Transformation
Transformations are designed to add analytical features to a query DataFrame. Think of it as post-query augmentation: you define metrics and queries as usual, then apply transformers to compute things like moving averages, z-scores, Pareto flags, ranks, forecasts, or k-means clusters on the returned table.
We apply a transformation to the DataFrame, which (ideally) enriches it by adding one or more new analytical features. After the transformation, the original DataFrame might be different from what it was before the transformation (e.g., it has a new column or a column was updated).
When to use it
-
You want quick analytical features derived from the queried data. Applying them through Derived Metrics is infeasible or difficult to implement.
-
You want pluggable, composable transformations that can be reused across queries.
With transformers you can easily implement standard analyses such as:
-
moving average
-
zscore
-
cumulative
-
pareto
-
linear_regression
-
kmeans
-
etc.
Interface design
Designed for extensibility as a small registry-based interface:
-
Registry: register transformers by name using
register_transformer(name, transformer). -
Definition: attach a transformer to a query via
define_transformation(query_name, transformer, params). -
Execution: apply at runtime with
transform(df, transformer, **params)or use stored configs to transform a query result. -
Configuration: store/retrieve per-query transformation configs with
list_transformations,get_transformation_config, anddelete_transformation.
A transformer can be either:
-
An object implementing
Transformerclass (ABC) with a methodtransform(df: pd.DataFrame, **params) -> pd.DataFrame. -
A plain callable
fn(df: pd.DataFrame, **params) -> pd.DataFrame.
Default transformers
Cube Alchemy ships with a few defaults that are auto-registered:
-
moving_average
-
zscore
You can inspect these under cube_alchemy/transformation/default_transformers. You can use them directly, or register your own custom transformers.
Examples
Register a custom transformer and attach it to a query:
def add_simple_rank(df, by: str, ascending: bool = False, col: str = 'Simple Rank'):
df = df
df[col] = df[by].rank(ascending=ascending, method='dense').astype(int)
return df
cube.register_transformer('rank', add_simple_rank)

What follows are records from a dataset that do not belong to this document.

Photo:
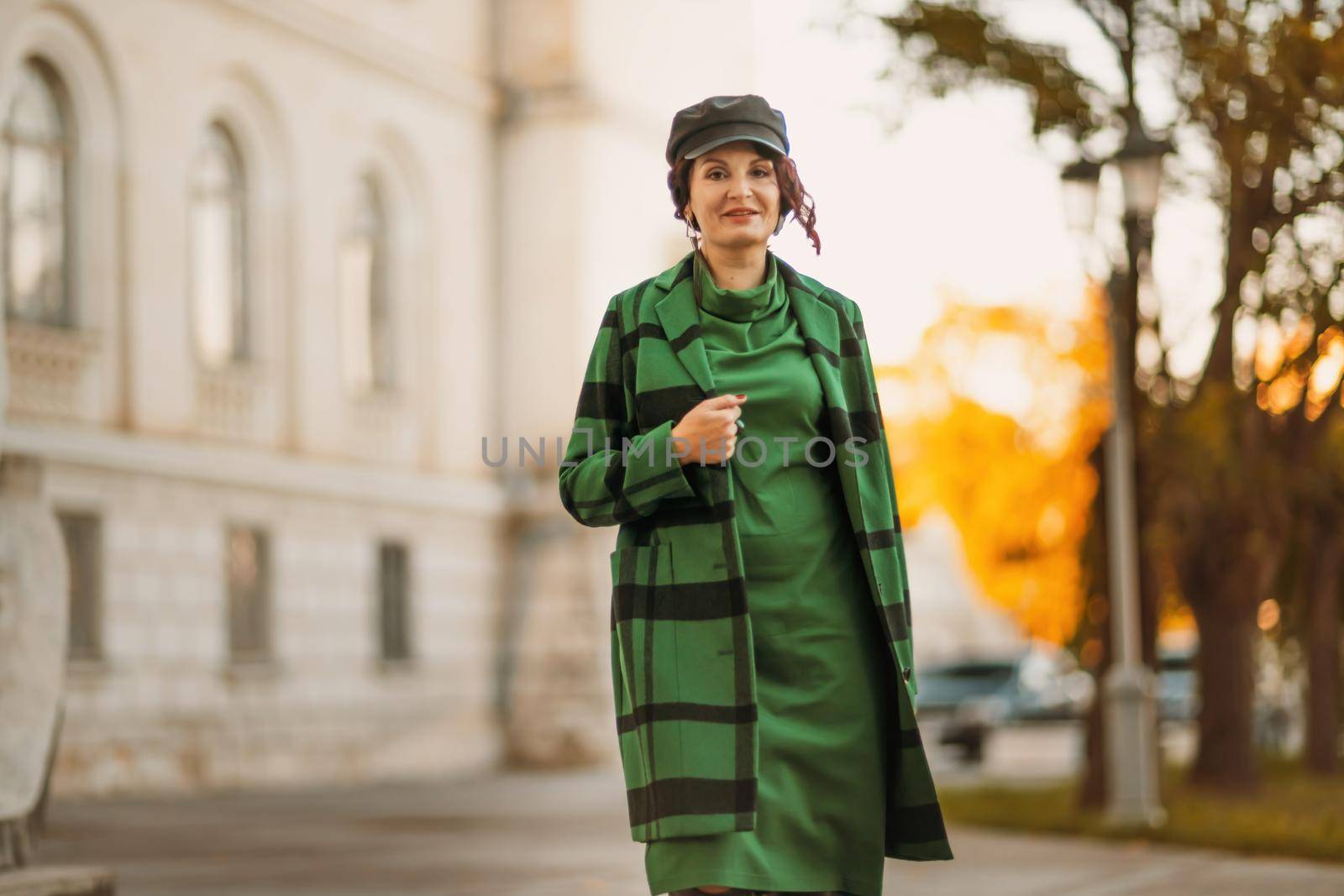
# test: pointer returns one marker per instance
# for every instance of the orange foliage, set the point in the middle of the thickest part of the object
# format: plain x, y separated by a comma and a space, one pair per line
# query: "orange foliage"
994, 422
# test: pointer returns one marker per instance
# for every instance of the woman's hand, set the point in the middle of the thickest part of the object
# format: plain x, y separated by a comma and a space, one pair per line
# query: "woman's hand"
710, 430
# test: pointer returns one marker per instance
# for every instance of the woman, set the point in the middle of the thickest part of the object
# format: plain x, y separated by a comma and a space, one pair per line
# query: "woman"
768, 747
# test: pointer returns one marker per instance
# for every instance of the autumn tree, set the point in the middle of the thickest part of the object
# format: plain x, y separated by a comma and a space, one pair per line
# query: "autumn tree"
1260, 86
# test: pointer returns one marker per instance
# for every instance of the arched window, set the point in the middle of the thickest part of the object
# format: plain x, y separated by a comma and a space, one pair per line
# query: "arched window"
366, 295
35, 221
218, 246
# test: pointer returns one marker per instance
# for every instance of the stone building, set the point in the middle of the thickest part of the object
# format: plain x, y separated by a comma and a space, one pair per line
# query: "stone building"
272, 271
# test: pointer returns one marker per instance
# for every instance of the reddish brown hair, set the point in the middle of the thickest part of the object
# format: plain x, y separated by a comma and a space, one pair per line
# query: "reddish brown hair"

cube.define_transformation('Sales by Country and Category', transformer='rank', params={'by': 'Revenue'})
# Later during execution, the newly generated column will be available
cube.query('Sales by Country and Category')
# This is a very simple case which can also be achieved using expressions
cube.define_derived_metric(
name="Revenue Rank",
expression='@pd.Series([Revenue]).rank(ascending=True, method="dense")'
)
# But they operate in a different way and also on different steps on the query execution pipeline.
# Derived Metrics create a new column on the DataFrame based on Dimensions and Metrics. Transformers transform the DataFrame using an arbitrary transformation function (it can delete rows, rename columns, add columns, change order, fetch external data through an api and merge it, etcetc.).
Notes:
-
Each query can configure at most one instance of the same transformer.
-
When designing custom transformers, bear in mind that they may modify the query result, use with discretion.